Consider the series of glacial varve thicknesses from Massachusetts for n = 634 years. It was argued that a first-order moving average model might fit the logarithmically transformed and differenced varve series.
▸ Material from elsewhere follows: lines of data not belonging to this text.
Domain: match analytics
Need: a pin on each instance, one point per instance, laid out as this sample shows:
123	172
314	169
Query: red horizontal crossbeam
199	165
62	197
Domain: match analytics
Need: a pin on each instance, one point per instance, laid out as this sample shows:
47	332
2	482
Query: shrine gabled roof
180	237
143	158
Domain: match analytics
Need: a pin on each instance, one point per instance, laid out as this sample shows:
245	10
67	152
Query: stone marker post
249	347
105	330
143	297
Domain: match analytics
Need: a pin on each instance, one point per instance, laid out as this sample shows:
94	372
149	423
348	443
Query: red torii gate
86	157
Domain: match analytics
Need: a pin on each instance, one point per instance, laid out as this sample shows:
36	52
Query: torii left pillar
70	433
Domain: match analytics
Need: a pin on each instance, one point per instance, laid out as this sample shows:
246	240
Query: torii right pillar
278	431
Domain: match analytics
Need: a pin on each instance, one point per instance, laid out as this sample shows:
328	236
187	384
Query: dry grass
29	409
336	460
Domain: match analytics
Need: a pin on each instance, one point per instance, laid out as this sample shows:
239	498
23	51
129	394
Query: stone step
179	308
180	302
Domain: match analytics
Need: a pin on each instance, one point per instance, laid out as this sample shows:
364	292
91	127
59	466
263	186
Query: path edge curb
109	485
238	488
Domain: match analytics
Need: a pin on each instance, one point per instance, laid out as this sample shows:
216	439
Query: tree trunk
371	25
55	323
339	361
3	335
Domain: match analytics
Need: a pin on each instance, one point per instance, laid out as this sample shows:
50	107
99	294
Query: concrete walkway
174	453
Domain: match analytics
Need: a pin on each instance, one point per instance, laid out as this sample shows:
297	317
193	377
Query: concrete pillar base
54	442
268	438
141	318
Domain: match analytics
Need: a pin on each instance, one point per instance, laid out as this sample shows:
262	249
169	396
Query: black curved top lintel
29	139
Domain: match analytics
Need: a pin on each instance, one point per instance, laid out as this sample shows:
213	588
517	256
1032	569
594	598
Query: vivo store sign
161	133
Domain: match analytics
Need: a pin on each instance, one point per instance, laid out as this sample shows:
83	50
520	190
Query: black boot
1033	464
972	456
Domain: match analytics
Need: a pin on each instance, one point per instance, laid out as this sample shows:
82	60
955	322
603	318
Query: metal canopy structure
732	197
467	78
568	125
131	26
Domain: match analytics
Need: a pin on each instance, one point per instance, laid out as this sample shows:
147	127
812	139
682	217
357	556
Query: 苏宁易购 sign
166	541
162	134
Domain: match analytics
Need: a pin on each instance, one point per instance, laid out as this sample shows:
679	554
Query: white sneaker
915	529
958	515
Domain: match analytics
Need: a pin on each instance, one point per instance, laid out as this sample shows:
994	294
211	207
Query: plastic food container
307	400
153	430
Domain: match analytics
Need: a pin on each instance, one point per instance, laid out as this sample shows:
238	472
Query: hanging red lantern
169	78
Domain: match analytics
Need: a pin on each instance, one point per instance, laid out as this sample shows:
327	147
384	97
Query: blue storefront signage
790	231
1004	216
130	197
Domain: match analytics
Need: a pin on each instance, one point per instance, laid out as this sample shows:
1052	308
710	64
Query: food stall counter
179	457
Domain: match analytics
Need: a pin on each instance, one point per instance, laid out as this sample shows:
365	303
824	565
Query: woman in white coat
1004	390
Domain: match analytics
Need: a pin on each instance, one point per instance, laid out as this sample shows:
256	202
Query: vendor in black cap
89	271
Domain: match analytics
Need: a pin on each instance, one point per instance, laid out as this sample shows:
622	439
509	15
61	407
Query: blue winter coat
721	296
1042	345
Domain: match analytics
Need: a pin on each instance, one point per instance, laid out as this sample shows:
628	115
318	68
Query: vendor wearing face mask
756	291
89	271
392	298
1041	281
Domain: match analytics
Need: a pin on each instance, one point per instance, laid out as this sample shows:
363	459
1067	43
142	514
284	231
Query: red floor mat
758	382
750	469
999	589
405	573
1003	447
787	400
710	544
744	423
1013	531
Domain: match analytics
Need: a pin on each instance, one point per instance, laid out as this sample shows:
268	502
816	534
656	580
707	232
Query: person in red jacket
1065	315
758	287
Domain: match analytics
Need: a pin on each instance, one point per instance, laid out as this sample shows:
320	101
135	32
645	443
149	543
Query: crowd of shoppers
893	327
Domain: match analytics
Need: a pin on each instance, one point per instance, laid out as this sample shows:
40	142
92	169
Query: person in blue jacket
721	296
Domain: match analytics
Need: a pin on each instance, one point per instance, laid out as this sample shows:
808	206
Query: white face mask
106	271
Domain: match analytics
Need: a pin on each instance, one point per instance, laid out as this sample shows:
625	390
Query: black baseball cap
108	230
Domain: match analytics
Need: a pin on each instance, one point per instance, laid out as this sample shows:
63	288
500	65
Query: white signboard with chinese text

The sample ACF and PACF, shown in figures, confirm the tendency of \(\Delta \log(x_t)\) to behave as a first-order moving average process as the ACF has only a significant peak at lag one and the PACF decreases exponentially.

x = diff(log(varve))
acf(x)

pacf(x)

# Evaluate Sc on a Grid

c(0)->w ->z
c() ->Sc->Sz->Szw 
num = length(x)
th = seq(-.3,-.94,-.01) 
for (p in 1:length(th)){
  for (i in 2:num){ w[i] = x[i]-th[p]*w[i-1] } 
  Sc[p] = sum(w^2) }
plot(th, Sc, type="l", ylab=expression(S[c](theta)), xlab=expression(theta),
             lwd=2)

# Gauss-Newton Estimation
r = acf(x, lag=1, plot=FALSE)$acf[-1]
rstart = (1-sqrt(1-4*(r^2)))/(2*r) 
c(0) ->w->z
c() ->Sc->Sz->Szw->para 
niter = 12
para[1] = rstart

for (p in 1:niter){
   for (i in 2:num){ w[i] = x[i]-para[p]*w[i-1] 
                     z[i] = w[i-1]-para[p]*z[i-1] }
   Sc[p] = sum(w^2)
   Sz[p] = sum(z^2)
   Szw[p] =sum(z*w)
   para[p+1] = para[p] + Szw[p]/Sz[p]  }

round(cbind(iteration=0:(niter-1), thetahat=para[1:niter] , Sc , Sz ), 3)

##       iteration thetahat      Sc      Sz
##  [1,]         0   -0.495 158.739 171.240
##  [2,]         1   -0.668 150.747 235.266
##  [3,]         2   -0.733 149.264 300.562
##  [4,]         3   -0.756 149.031 336.823
##  [5,]         4   -0.766 148.990 354.173
##  [6,]         5   -0.769 148.982 362.167
##  [7,]         6   -0.771 148.980 365.801
##  [8,]         7   -0.772 148.980 367.446
##  [9,]         8   -0.772 148.980 368.188
## [10,]         9   -0.772 148.980 368.522
## [11,]        10   -0.773 148.980 368.673
## [12,]        11   -0.773 148.980 368.741

abline(v = para[1:12], lty=2)
points(para[1:12], Sc[1:12], pch=16)

Figure abvoe displays the conditional sum of squares, \(Sc(\theta)\) as a function of \(\theta\), as well as indicating the values of each step of the Gauss–Newton algorithm. that the Gauss–Newton procedure takes large steps toward the minimum initially, and then takes very small steps as it gets close to the minimizing value.